QS Al A’raaf 7 ayat 172: Dan ketika Rabb-mu mengeluarkan keturunan anak Adam dari sulbi mereka dan Allah mengambil kesaksian terhadap diri (anfusihim) mereka, “Bukankah Aku Rabb-mu?” Mereka menjawab, “Betul, kami menjadi saksi.” Agar di Hari Kiamat kamu tidak mengatakan, “Sesungguhnya kami adalah orang-orang yang lengah terhadap ini.” Berdasarkan ayat ini bisa difahami bahwa ketika seseorang mempribadi, yaitu dikeluarkan dari satu kesatuan dan saat masih berwujud sperma sudah bisa menyaksikan. Berarti sang diri memiliki fitrah menyaksikan, yaitu menyaksikan akan diri pribadinya dan Rabb-nya. Semestinya pula dia menggunakan fitrah menyaksikan tersebut untuk ke Allah. QS Yusuf 12 ayat 108: Katakanlah, “Inilah jalanku, aku dan orang-orang yang mengikutiku mengajak kepada Allah dengan Bashirah, Maha Suci Allah dan aku tiada termasuk orang-orang yang musyrik.”
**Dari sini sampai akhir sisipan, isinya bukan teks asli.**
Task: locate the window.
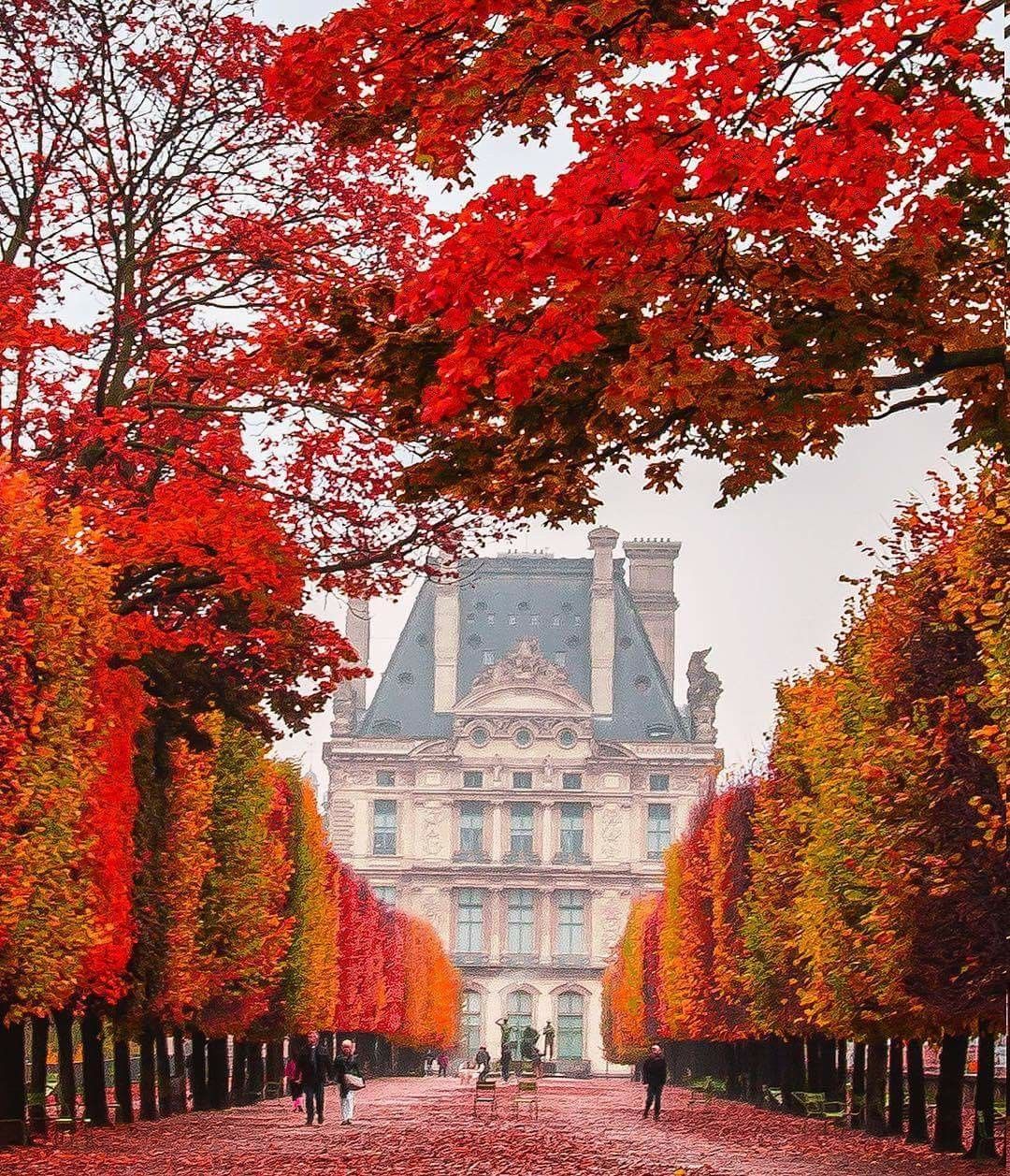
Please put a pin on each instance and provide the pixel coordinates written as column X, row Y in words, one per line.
column 471, row 828
column 470, row 1024
column 657, row 829
column 521, row 829
column 520, row 922
column 519, row 1009
column 383, row 828
column 470, row 921
column 570, row 922
column 570, row 1024
column 572, row 831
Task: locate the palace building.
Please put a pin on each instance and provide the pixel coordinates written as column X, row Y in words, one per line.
column 520, row 770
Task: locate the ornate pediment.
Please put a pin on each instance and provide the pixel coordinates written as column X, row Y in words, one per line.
column 524, row 682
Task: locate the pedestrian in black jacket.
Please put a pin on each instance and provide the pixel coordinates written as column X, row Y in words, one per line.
column 654, row 1075
column 350, row 1079
column 314, row 1067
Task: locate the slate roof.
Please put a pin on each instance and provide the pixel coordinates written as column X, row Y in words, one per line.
column 502, row 600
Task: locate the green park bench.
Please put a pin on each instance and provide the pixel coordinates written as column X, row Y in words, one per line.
column 816, row 1106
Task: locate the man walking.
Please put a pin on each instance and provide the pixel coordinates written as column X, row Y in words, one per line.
column 654, row 1075
column 350, row 1079
column 313, row 1066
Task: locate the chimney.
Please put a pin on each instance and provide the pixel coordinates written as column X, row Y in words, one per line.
column 446, row 642
column 348, row 703
column 601, row 620
column 650, row 581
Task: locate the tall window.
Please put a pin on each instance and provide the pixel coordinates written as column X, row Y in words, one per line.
column 572, row 831
column 657, row 829
column 520, row 922
column 519, row 1008
column 570, row 1019
column 383, row 828
column 471, row 828
column 570, row 922
column 470, row 1024
column 470, row 921
column 521, row 829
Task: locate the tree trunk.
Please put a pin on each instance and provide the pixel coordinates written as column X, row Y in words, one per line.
column 896, row 1087
column 873, row 1120
column 149, row 1106
column 238, row 1073
column 123, row 1078
column 64, row 1024
column 93, row 1067
column 859, row 1082
column 40, row 1074
column 793, row 1071
column 917, row 1129
column 841, row 1070
column 734, row 1087
column 949, row 1131
column 275, row 1062
column 218, row 1073
column 199, row 1070
column 179, row 1067
column 13, row 1094
column 164, row 1074
column 254, row 1069
column 983, row 1143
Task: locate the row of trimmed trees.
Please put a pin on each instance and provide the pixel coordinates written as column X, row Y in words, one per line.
column 850, row 901
column 159, row 873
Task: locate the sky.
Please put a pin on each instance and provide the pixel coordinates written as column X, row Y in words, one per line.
column 759, row 580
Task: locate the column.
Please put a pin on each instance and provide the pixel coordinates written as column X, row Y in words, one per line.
column 497, row 923
column 544, row 920
column 498, row 826
column 548, row 833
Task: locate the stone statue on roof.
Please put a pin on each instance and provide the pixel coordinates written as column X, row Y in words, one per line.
column 703, row 690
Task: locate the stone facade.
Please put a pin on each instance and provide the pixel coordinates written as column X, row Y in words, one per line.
column 520, row 772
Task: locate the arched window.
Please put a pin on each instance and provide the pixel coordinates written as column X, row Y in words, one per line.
column 570, row 1024
column 470, row 1024
column 520, row 1014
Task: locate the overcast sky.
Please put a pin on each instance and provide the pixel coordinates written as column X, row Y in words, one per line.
column 758, row 580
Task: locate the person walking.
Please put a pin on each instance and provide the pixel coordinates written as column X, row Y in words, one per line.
column 348, row 1076
column 314, row 1067
column 294, row 1083
column 654, row 1075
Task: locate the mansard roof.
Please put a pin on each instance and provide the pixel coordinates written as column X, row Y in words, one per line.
column 503, row 600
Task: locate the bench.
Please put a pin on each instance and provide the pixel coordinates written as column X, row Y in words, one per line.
column 484, row 1096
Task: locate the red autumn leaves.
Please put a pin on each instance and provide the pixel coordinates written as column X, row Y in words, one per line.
column 858, row 887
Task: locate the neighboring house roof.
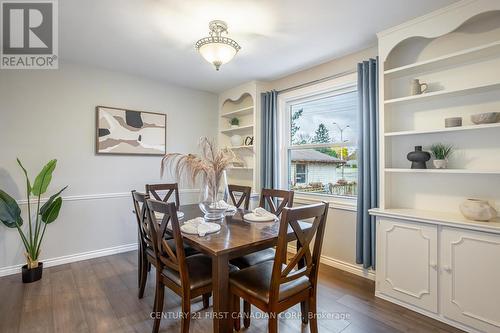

Sang diri kemudian disempurnakan, yaitu
berwadahkan jantung, raga dan otak, maka dia menjadi lupa diri dan lupa akan
Rabb-nya. Dia selalu dalam kesibukan mengejar kenikmatan bagi dirinya. Bilamana
hal ini diteruskan, maka kelak dia berakhir di tempat serendah-rendahnya. QS At
Tin 95 ayat 4-6: Sesungguhnya Kami telah menciptakan manusia dalam bentuk
yang sebaik-baiknya. Kemudian Kami kembalikan dia ke tempat yang
serendah-rendahnya, kecuali orang-orang yang beriman dan mengerjakan amal
saleh, maka bagi mereka pahala yang tiada putus-putusnya.
Sang diri sudah terseret oleh hawa nafsu
jantungnya yang padanya bercampur antara emosi diri (ghodhob) dengan
penilaian perasaan hati, juga ambisi diri (syahwat) dengan kemauan hati.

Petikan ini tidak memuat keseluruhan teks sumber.